Cinephiles, the long wait is past. The Academy Museum has arrived in Los Angeles after years of construction, it is done.
Originally set to open in 2017, the Renzo Piano-designed museum is now due to open September 30th with a retooled, more inclusive vision: “Every delay has led to a better product,” says board chair Ted Sarandos. With the opening of the new Academy Museum on Sept. 30, the conversation about Hollywood’s history in all its complexity is taking place after nearly a century, thanks to the new museum. The $484 million museum is arriving after decades of false starts in fundraising, years of construction and pandemic-related delays. The timing, the museum’s leaders hope, will benefit both the institution and the medium it celebrates and critiques.

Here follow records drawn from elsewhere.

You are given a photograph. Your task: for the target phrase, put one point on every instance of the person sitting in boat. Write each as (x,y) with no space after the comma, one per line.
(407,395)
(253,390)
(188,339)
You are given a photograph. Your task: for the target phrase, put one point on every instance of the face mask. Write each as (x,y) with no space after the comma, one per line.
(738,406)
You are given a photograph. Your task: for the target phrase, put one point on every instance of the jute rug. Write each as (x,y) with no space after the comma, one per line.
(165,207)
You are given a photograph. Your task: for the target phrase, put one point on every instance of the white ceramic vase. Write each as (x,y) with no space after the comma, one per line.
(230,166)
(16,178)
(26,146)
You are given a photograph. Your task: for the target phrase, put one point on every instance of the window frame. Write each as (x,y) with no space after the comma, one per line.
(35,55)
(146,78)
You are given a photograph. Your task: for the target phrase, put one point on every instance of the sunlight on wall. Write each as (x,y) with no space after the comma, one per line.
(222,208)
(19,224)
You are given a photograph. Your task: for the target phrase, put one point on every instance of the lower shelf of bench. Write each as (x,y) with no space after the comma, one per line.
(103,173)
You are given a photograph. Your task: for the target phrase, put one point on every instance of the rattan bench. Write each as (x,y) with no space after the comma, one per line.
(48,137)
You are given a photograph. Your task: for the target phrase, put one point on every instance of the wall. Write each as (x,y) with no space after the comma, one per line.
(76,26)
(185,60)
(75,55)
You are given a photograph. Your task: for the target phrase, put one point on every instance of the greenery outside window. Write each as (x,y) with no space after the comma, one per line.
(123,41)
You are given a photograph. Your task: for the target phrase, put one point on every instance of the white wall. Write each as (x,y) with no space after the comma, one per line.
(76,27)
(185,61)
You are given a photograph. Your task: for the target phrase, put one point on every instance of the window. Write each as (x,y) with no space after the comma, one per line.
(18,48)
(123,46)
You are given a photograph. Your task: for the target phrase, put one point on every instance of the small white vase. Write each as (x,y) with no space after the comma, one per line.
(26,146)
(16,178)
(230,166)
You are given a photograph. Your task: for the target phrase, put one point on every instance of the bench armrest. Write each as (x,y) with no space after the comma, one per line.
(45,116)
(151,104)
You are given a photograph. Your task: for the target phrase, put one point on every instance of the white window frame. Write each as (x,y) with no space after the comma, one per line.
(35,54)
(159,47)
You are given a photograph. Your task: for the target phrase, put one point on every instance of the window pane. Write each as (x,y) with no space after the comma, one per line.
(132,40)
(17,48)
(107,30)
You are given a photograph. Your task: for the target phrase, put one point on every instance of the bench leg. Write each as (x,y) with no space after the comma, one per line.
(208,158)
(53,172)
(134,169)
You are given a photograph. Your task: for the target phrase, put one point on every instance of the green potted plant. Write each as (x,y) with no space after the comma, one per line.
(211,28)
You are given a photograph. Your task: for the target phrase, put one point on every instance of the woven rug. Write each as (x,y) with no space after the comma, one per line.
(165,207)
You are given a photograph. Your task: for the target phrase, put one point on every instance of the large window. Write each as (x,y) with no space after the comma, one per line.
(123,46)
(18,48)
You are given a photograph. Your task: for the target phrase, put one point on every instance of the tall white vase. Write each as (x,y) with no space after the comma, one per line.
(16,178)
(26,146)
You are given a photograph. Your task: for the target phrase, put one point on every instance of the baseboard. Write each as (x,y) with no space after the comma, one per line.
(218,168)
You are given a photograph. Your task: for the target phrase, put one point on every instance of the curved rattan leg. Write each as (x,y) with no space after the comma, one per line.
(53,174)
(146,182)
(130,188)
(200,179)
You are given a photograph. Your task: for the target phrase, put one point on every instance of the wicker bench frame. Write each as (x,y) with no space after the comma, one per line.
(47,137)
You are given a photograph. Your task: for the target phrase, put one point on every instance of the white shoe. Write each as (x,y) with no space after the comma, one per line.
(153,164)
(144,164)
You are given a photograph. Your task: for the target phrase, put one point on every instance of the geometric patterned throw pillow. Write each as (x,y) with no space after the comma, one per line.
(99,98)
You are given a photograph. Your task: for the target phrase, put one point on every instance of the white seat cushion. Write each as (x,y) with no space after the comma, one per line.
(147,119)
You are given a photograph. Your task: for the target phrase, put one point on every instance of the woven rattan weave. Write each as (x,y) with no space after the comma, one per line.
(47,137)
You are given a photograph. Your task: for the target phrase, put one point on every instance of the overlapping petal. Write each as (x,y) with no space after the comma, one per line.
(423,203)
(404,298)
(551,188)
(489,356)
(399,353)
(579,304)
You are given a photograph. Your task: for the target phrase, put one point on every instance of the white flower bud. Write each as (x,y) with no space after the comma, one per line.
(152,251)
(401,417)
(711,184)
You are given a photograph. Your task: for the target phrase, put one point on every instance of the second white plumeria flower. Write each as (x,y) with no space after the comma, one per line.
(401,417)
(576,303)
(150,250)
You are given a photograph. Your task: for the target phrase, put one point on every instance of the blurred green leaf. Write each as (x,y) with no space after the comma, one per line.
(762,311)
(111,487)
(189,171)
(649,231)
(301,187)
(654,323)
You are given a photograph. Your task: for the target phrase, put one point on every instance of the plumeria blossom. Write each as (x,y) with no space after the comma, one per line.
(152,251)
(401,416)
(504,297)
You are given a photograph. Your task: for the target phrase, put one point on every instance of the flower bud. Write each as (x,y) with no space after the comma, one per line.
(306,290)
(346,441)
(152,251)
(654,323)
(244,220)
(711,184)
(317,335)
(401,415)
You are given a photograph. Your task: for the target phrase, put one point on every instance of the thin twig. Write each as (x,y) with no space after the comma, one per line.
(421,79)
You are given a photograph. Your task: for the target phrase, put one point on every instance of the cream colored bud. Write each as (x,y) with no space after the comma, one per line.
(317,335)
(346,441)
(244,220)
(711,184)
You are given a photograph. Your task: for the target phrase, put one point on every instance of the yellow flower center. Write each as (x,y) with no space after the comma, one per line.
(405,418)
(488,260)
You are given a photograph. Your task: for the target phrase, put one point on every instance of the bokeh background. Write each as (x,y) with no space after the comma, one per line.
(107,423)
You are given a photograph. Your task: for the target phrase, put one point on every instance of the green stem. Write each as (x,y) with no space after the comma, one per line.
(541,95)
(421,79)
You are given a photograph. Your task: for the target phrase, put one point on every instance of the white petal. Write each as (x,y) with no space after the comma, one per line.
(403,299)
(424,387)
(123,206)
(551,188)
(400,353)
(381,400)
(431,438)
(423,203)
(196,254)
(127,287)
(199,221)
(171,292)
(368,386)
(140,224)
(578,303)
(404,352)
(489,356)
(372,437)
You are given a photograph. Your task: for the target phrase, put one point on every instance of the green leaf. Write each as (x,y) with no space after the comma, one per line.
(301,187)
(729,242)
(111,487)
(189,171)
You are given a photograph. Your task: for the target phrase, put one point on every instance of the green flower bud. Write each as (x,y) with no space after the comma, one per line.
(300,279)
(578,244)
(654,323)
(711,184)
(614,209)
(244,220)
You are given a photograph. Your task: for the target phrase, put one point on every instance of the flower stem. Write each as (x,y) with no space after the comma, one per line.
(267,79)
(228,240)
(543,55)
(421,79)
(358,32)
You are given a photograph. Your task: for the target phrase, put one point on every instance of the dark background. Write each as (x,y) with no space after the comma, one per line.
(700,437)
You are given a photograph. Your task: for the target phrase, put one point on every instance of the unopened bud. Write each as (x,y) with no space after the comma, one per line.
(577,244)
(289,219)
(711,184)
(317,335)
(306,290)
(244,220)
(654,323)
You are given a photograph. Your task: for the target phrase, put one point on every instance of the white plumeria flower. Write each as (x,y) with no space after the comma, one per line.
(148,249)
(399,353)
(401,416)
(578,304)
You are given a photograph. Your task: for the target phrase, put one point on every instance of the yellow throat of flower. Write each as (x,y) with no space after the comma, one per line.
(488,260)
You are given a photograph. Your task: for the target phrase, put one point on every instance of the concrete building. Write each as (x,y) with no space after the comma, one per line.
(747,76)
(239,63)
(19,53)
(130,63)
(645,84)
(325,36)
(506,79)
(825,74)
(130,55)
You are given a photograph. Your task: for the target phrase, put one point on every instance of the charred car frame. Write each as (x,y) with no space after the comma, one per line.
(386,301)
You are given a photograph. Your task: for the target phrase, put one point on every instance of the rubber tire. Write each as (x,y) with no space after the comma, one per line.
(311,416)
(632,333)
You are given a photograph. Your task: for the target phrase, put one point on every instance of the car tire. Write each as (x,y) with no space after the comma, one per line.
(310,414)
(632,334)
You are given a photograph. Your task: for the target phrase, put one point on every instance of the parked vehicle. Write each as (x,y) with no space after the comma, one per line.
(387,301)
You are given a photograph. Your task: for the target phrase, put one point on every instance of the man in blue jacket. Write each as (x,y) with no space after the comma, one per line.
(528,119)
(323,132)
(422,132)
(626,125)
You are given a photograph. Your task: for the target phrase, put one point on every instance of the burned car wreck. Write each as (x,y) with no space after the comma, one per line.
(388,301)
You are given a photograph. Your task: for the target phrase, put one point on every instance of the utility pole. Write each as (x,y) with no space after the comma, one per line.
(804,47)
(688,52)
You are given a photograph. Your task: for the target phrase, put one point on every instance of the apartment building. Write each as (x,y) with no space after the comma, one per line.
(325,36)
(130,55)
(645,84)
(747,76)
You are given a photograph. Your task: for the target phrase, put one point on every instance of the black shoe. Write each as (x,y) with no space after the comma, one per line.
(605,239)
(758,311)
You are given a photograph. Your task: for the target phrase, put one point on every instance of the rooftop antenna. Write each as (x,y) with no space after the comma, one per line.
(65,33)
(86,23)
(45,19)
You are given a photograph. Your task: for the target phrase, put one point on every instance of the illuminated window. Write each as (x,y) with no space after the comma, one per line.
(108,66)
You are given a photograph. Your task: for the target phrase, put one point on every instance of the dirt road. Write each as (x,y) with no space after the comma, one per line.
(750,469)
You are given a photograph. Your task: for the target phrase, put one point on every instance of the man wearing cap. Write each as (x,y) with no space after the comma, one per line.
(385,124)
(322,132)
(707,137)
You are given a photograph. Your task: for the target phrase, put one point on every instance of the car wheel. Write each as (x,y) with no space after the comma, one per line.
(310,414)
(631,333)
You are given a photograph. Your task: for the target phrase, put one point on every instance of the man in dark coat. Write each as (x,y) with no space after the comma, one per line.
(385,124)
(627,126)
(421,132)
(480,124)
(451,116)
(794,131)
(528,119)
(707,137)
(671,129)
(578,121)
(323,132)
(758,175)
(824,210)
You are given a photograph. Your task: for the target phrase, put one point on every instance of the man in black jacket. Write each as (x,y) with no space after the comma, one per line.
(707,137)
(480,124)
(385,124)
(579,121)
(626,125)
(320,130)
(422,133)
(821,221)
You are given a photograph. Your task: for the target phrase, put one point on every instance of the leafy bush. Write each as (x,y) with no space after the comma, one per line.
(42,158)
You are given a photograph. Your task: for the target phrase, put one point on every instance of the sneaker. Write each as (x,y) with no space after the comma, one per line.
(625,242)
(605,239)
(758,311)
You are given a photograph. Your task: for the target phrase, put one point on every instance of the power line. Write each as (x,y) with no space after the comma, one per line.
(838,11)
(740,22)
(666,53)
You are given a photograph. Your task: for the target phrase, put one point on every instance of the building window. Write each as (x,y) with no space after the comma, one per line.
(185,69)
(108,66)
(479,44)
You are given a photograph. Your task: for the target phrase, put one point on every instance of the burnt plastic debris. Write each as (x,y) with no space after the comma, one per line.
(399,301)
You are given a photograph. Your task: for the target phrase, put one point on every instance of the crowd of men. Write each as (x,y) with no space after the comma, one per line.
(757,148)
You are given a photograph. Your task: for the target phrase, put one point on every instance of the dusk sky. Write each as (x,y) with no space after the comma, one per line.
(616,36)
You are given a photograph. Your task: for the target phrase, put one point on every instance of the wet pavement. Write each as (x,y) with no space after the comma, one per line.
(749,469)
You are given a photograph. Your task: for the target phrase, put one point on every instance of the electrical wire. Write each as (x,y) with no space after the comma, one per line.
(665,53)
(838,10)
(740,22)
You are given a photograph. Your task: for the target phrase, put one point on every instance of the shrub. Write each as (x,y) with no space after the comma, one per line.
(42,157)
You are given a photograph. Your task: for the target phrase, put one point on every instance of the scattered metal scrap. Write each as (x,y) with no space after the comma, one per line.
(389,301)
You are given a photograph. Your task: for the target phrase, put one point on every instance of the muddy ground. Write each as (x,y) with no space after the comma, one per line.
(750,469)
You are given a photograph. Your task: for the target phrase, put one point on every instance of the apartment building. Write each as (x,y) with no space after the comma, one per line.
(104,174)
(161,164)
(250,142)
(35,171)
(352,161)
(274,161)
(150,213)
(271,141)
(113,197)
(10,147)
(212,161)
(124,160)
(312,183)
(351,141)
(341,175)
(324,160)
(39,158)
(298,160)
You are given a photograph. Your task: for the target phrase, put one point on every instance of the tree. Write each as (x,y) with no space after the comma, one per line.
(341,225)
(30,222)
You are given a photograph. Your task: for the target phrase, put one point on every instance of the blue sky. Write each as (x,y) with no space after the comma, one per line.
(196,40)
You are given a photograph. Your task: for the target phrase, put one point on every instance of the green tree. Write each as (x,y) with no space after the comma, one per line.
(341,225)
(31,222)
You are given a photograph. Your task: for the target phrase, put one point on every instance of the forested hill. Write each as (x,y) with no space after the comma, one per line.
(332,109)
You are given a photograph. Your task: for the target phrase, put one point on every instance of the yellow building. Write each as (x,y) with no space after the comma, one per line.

The new museum promises to deliver different movie history experiences for the different visitors expected to flock to its curations. For example, some exhibitions are designed to appeal squarely to the movie fan, like the Oscars Experience, where visitors are digitally transported into the Dolby Theatre to hear their names called, hold an Oscar and deliver a speech they can share on social media. The museum also displays such broadly appealing memorabilia as a fiberglass shark, known as Bruce, from Jaws and R2-D2 from Star Wars. Cinephiles will be in their element, there are deep cuts for serious students of cinema. One amusing artifact is a 1987 note Disney animator Frank Thomas mailed to future Pixar chief creative officer Pete Docter in response to a letter Docter had sent him as a young fan heading off to art school. “The new management at Disney has made many strange decisions,” Thomas wrote. Ah, archival evidence showing that creatives complaining about Disney executives is a long and glorious tradition. In an area devoted to casting, there are the handwritten notes casting director Marion Dougherty wrote upon meeting a young Diane Keaton, whom she called “just a darling auburn-haired girl.” There are also immersive experiences, as in the Miyazaki exhibit, where visitors can not only see the Japanese animator’s original storyboards but also have the sensory experience of being inside his movies like My Neighbor Totoro, entering through a tree tunnel and laying on a patch of green carpet and looking up at a blue sky. In a space devoted to music, co-created with Joker composer Hildur Gudnadóttir, visitors can linger in a meditative dark room taking in orchestral sounds.